Haven't tried this yet but I am going to when we carve ours. Got this off a pellet smoker site so this recipe assumes you have a smoker (wood pellet smoker makes it easier)

_*Recipe tweak:* I add the olive oil to the seeds and not the salt. I use a sea salt/garlic grinder just before I throw the seeds on the grill. This gives the seeds the salt & garlic chunks stuck to them for texture._

_Pumpkin seeds
« on: November 15, 2010, 11:09:43 PM »	
This is an awesome snack made with the seeds in the pumpkin that ur wife just had you pitch in the garbage after holloween.


Seeds from approx. 4 pumpkins=4cups. 
Clean seeds and dry with paper towel. 
put seeds in a one gallon baggie and add 2 Tbls of olive oil and 2 Tbls of Happy salt or any seasoning salt that you like. 
Shake to mix and coat all seeds and let sit and soak overnight.
Lay seeds out on cookie sheet or pizza pan,(i use a pizza pan that is vented with holes to make a crisp crust ).
smoke at 350 for 35-45 min. or until desired crunch.

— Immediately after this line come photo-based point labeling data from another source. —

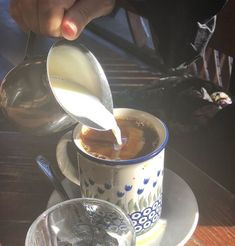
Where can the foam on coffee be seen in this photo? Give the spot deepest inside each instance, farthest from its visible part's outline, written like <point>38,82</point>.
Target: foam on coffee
<point>138,139</point>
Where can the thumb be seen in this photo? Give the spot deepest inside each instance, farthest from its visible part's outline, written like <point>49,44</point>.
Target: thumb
<point>81,13</point>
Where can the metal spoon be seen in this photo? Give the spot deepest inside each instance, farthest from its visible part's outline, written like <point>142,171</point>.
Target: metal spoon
<point>48,170</point>
<point>27,98</point>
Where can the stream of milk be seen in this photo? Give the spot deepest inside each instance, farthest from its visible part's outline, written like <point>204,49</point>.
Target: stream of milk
<point>73,79</point>
<point>81,103</point>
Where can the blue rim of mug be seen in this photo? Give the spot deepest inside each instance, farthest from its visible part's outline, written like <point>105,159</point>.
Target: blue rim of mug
<point>130,161</point>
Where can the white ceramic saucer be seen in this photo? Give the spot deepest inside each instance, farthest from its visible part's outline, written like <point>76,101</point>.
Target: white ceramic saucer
<point>179,216</point>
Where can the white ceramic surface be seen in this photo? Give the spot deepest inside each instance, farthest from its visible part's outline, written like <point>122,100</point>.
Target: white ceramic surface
<point>179,216</point>
<point>134,184</point>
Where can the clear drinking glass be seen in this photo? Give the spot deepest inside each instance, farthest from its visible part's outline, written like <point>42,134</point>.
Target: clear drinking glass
<point>82,222</point>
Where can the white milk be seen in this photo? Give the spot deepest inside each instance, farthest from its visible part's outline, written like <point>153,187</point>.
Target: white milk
<point>67,70</point>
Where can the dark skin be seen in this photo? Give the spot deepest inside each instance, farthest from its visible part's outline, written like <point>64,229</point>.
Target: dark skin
<point>58,18</point>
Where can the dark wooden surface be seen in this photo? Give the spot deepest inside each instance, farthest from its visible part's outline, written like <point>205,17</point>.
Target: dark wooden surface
<point>24,191</point>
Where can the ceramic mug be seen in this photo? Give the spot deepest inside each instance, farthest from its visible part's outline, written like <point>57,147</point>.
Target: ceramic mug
<point>135,185</point>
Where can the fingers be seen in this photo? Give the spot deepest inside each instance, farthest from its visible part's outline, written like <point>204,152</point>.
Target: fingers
<point>15,10</point>
<point>56,18</point>
<point>50,15</point>
<point>81,13</point>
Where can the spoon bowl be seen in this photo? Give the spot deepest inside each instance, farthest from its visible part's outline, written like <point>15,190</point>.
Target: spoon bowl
<point>27,97</point>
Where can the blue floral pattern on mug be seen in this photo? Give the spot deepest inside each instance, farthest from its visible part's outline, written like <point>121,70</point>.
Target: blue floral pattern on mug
<point>144,219</point>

We love them, Sure you will too. * Enjoy!!!!!!!!!!_


----------



## Dr. Maniaco (Sep 7, 2012)

Lord Homicide said:


> Got this off a pellet smoker site so this recipe assumes you have a wood pellet smoker


I have a SQUIRREL pellet smoker ... not on purpose, mind you. Seems the little buggers crawled into the grill for some temporary shelter, and when I lit the grill, well ... their "gifts" could be smelled by the neighbors.

Getting a new grill this weekend ... gonna try the seeds.


----------



## Lord Homicide (May 11, 2012)

Gifts meaning crap?

When you do smoke these, please post the results. It will be interesting to compare notes.


----------



## Dr. Maniaco (Sep 7, 2012)

Crap, pellets, poop ...


----------



## Lord Homicide (May 11, 2012)

lmao - I shouldn't laugh but the way you told that story was funny.


----------



## debbie5 (Mar 2, 2007)

Oh, I thought this was a testimonial on smoking the seeds....as in a pipe....lol. "Yep...I smoked pumpkin seeds last night..."


----------



## Copchick (Apr 10, 2012)

Oh Lord H, that recipe sounds like one I'm gonna have to try! Sounds yummy!


----------



## Lilly (Jun 13, 2006)

sounds good ..if you don't have a smoker I would think using liquid smoke instead of oil may kinda do the same thing then roast in oven as usual.


----------



## Lord Homicide (May 11, 2012)

Lilly, if you use liquid smoke, tell us how it comes out.


----------



## RoxyBlue (Oct 6, 2008)

One thing to keep in mind about Liquid Smoke - a little bit goes a long way.


----------



## Lilly (Jun 13, 2006)

that's true Roxy..I will if I do any pumpkins this year LH.


----------



## Lord Homicide (May 11, 2012)

I smoked a batch of seeds according the recipe. Damn good!

Rig: Traeger Jr.
Changes: Did not let soak overnight. Did not dry before seasoning.

I would have smoked them for about a half-hour to an hour before cooking them. 

Notes: it helps if you have a setup that distributes the heat in the belly of the smoker (eg firebricks, a decent heat shield, etc...) to eliminate hot spots and uneven cooking.


----------



## Lord Homicide (May 11, 2012)

Pics of the smoked seeds!


----------



## RoxyBlue (Oct 6, 2008)

Damn, now I want some pumpkin seeds:jol:


----------



## Lord Homicide (May 11, 2012)

Come on over, I'll share (even with you Roxy) : )


----------



## RoxyBlue (Oct 6, 2008)

What a swell guy you are


----------



## Lord Homicide (May 11, 2012)

^ must have an Einsteinian IQ


----------